Tutorial
This page gives a brief tutorial on how to get started producing explanations with the TrustyAI library.
Setup
First, we’ll need to import Numpy, which is what our example model and data will use.
1import numpy as np
For this example, we’ll produce explanations of a simple, five feature linear model:
2weights = np.random.uniform(low=-5, high=5, size=5)
3print(weights)
4
5def linear_model(x):
6 return np.dot(x, weights)
[ 0.48813504 2.15189366 1.02763376 0.44883183 -0.76345201]
Make note of the weights of our model; the second feature has the highest weight of 2.15, while
the fifth feature has the only negative weight of -.76; we’ll compare the explanations against
these weight values to see how the explanations reflect the model’s behavior.
With our linear model defined, we need to wrap our model into a TrustyAI
Model class. Here, we pass the linear model to the predict_fun
argument, indicating what function we are trying to explain:
7from trustyai.model import Model
8model = Model(fn=linear_model)
Finally, we’ll establish the data point we are explaining by using the the input and output of our model, which is what TrustyAI uses to produce explanations:
9model_input = np.random.rand(1, 5)
10model_output = model(model_input)
The above steps will look the same for nearly any desired use-case for any model and data.
LIME
With the setup complete, we can now produce explanations. We’ll start with
LIME (Local Interpretable Model-agnostic Explanations), which
provide saliencies, weights associated with each input feature that describe how strongly
said feature contributed to the model’s output. To do this, we’ll first initialize the
LimeExplainer. We’ll set samples to 1000
(just picking an arbitrary large number, larger samples counts tend to produce better results
at the tradeoff of computation expense) and normalise_weights to False to return the raw
LIME saliencies:
14from trustyai.explainers import LimeExplainer
15
16lime_explainer = LimeExplainer(samples=1000, normalise_weights=False)

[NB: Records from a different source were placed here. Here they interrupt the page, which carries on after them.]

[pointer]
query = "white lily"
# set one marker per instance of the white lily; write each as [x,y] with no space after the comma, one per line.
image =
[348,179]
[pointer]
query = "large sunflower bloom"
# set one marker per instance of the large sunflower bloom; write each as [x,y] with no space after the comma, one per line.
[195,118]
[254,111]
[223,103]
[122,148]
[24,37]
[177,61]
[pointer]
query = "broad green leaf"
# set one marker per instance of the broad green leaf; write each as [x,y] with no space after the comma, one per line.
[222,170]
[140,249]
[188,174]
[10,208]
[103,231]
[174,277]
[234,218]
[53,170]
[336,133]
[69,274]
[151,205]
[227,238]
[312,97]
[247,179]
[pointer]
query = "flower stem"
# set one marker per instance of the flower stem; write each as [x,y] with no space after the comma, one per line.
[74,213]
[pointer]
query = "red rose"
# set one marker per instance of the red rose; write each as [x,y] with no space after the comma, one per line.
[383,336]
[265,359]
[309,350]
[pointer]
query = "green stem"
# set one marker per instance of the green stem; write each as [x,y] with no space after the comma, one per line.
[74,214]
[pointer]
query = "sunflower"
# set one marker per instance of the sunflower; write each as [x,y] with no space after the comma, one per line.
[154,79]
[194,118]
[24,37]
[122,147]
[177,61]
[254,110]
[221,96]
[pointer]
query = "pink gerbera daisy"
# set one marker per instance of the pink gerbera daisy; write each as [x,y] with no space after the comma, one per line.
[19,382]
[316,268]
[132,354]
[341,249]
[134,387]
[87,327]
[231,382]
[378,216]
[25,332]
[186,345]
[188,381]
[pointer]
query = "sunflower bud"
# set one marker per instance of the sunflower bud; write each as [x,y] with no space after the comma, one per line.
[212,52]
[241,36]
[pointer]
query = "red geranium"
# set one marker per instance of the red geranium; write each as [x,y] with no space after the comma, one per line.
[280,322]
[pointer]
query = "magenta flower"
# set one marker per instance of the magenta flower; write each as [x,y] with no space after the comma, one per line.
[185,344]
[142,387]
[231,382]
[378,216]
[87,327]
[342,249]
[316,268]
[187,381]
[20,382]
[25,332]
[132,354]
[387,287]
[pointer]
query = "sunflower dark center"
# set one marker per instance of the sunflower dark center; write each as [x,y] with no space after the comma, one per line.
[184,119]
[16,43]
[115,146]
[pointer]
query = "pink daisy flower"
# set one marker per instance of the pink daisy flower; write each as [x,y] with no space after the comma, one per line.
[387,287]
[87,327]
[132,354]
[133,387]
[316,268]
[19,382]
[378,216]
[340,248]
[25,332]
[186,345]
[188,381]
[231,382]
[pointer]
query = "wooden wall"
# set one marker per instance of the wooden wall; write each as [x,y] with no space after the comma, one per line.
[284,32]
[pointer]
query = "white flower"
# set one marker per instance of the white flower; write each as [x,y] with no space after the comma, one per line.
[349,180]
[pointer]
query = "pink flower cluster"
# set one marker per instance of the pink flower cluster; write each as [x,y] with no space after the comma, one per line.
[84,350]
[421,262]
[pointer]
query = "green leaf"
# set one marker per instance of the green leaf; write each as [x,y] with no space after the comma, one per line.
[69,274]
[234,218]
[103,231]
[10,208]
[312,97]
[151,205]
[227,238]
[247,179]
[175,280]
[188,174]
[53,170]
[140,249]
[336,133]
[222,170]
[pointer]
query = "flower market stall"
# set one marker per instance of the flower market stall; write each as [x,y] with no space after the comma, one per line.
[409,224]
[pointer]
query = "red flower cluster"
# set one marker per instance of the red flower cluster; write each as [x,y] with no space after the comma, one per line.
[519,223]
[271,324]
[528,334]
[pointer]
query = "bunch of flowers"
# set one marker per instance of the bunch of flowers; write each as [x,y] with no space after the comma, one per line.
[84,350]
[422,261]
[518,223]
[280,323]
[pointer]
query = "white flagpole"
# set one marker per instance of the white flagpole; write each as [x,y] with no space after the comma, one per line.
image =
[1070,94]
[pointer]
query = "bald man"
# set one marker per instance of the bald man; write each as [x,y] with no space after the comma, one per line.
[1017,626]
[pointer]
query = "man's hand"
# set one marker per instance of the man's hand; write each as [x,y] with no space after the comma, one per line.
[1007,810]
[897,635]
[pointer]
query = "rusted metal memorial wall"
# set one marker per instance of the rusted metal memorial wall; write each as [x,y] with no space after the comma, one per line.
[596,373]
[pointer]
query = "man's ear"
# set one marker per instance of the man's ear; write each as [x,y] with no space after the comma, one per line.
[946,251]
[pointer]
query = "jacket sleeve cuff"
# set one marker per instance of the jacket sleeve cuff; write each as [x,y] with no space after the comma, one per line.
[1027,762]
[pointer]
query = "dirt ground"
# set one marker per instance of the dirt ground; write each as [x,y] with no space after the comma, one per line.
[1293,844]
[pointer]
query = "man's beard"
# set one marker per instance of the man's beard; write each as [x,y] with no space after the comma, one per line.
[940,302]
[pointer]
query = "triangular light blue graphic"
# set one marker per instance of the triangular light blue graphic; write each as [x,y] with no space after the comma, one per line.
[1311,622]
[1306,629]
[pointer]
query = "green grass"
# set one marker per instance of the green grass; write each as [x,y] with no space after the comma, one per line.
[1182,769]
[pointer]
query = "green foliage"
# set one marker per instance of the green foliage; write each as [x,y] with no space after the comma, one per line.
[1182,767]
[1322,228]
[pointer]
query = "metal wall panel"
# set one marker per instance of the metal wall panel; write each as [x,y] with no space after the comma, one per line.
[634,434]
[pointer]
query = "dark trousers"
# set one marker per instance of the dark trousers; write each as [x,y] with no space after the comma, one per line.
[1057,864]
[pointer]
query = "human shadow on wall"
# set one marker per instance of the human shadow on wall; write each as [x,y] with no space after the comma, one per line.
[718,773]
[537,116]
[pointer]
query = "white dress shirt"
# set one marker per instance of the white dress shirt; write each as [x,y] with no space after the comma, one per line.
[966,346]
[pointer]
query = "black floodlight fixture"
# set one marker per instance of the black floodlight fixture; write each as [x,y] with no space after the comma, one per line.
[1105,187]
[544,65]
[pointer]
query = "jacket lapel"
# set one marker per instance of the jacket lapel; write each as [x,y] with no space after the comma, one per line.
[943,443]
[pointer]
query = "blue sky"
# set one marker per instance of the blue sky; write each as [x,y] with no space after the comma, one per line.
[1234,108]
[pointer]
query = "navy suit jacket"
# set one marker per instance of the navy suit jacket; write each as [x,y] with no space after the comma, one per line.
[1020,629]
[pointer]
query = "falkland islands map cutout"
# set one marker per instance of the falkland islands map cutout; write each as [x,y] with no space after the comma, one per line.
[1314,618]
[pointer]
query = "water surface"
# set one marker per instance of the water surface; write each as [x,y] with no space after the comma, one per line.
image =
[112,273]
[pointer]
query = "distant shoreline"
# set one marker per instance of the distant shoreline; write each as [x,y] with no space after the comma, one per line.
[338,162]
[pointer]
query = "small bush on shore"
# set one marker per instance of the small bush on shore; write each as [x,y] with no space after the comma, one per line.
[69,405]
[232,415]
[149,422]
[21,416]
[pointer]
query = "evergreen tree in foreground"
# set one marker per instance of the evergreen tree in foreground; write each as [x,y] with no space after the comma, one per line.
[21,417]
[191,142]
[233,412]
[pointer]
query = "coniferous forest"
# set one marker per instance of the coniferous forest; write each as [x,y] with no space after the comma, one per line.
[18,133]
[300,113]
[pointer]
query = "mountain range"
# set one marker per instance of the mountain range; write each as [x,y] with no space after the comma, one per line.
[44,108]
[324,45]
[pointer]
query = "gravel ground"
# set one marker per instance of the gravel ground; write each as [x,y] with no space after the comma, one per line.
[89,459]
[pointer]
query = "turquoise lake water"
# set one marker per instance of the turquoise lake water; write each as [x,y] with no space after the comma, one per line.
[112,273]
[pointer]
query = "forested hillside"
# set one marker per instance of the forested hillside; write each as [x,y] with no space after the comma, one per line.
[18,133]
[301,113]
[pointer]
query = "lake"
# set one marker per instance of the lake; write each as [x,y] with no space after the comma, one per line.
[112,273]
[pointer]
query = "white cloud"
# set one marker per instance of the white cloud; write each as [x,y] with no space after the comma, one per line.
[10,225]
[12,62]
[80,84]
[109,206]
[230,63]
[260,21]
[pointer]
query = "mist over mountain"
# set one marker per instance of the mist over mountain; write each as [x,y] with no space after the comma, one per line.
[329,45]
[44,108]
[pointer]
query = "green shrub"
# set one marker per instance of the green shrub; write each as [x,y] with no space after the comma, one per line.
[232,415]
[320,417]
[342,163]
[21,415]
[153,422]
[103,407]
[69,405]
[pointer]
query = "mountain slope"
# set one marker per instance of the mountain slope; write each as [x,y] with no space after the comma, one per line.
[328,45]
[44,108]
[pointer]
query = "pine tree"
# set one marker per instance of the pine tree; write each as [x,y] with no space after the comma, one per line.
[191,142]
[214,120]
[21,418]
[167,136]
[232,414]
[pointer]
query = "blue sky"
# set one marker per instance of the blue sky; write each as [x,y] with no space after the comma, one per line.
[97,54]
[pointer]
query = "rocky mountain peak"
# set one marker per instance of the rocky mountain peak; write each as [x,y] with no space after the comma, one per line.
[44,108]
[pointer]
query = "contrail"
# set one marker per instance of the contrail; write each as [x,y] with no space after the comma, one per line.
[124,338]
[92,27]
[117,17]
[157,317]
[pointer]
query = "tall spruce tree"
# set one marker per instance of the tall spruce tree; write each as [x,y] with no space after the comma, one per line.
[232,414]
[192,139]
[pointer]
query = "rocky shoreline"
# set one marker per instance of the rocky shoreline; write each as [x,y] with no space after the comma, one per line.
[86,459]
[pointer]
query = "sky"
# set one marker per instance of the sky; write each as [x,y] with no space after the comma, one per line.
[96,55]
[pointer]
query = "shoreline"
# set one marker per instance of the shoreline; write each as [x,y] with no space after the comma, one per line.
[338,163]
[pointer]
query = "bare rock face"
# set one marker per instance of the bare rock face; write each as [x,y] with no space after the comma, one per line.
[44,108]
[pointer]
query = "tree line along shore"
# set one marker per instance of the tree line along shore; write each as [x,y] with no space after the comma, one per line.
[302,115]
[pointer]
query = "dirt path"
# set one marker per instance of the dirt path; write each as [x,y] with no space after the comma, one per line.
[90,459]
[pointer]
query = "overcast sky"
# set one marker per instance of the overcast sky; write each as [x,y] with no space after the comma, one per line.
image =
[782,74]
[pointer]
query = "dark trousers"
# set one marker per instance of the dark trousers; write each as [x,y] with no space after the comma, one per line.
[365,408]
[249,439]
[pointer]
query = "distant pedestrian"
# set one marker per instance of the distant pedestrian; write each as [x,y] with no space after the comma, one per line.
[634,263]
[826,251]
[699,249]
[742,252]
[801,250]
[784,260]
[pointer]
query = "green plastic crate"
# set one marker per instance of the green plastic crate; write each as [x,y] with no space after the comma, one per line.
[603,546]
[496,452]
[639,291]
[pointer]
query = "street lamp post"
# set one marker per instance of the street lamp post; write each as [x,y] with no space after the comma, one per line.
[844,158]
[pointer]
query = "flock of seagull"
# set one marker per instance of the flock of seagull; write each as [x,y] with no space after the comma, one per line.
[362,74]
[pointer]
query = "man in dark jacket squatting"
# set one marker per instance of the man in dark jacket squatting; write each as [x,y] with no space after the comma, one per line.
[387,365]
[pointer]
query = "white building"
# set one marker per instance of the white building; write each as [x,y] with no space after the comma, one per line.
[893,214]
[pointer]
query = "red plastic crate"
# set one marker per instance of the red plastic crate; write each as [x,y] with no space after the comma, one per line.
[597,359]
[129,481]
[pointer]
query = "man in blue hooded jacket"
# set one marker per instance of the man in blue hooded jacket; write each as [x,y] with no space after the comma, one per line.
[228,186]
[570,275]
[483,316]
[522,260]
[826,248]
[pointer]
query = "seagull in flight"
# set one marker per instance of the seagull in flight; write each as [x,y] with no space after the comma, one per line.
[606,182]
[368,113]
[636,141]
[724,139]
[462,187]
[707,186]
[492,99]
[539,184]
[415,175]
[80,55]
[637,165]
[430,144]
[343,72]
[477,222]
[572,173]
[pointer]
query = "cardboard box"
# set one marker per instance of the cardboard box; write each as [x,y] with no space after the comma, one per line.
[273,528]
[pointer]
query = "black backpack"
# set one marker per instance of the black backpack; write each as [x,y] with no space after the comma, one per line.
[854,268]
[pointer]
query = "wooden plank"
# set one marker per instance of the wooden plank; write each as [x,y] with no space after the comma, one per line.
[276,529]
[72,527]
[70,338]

Now we can produce and display the explanations:
17lime_explanation = lime_explainer.explain(
18 inputs = model_input,
19 outputs = model_output,
20 model = model)
21print(lime_explanation.as_dataframe())
output-0_features output-0_saliency output-0_value
0 input-0 0.305466 0.645894
1 input-1 0.902044 0.437587
2 input-2 0.787208 0.891773
3 input-3 0.370995 0.963663
4 input-4 -0.280047 0.383442
Notice that the largest saliency is input-1: this makes sense, as it corresponds to the largest weight in our linear model and thus had the greatest positive impact on the model output. Meanwhile, input-4 has the lowest saliency, and again this makes sense as it corresponds to the only negative weight in our linear model, and thus this feature had the greatest negative impact on the model output. This is the appeal of LIME; a quick and cheap way of producing qualitative explanations of feature importance.
SHAP
Next, we’ll produce some SHAP (SHapley Additive exPlanations) explanations. SHAP provides SHAP values, which describe an additive explanation of the model output; essentially a receipt for the model’s output that shows how each feature’s contribution sums up to the final model output.
The process of generating a SHAP explanations looks very similar to LIME, with one main difference.
For SHAP, we need to define a background dataset, a set of representative datapoints to the model
that describe the model’s default behavior. All explanations are then produced as comparisons
against this background dataset; i.e., how did the model perform differently for this datapoint
compared to the background dataset? In this case, we’ll choose our background dataset to be all
zeros, as that provides the clearest baseline comparison against our desired explanation point.
We’ll then pass the background when creating the SHAPExplainer:
19from trustyai.explainers import SHAPExplainer
20
21shap_explainer = SHAPExplainer(background=np.zeros([1, 5]))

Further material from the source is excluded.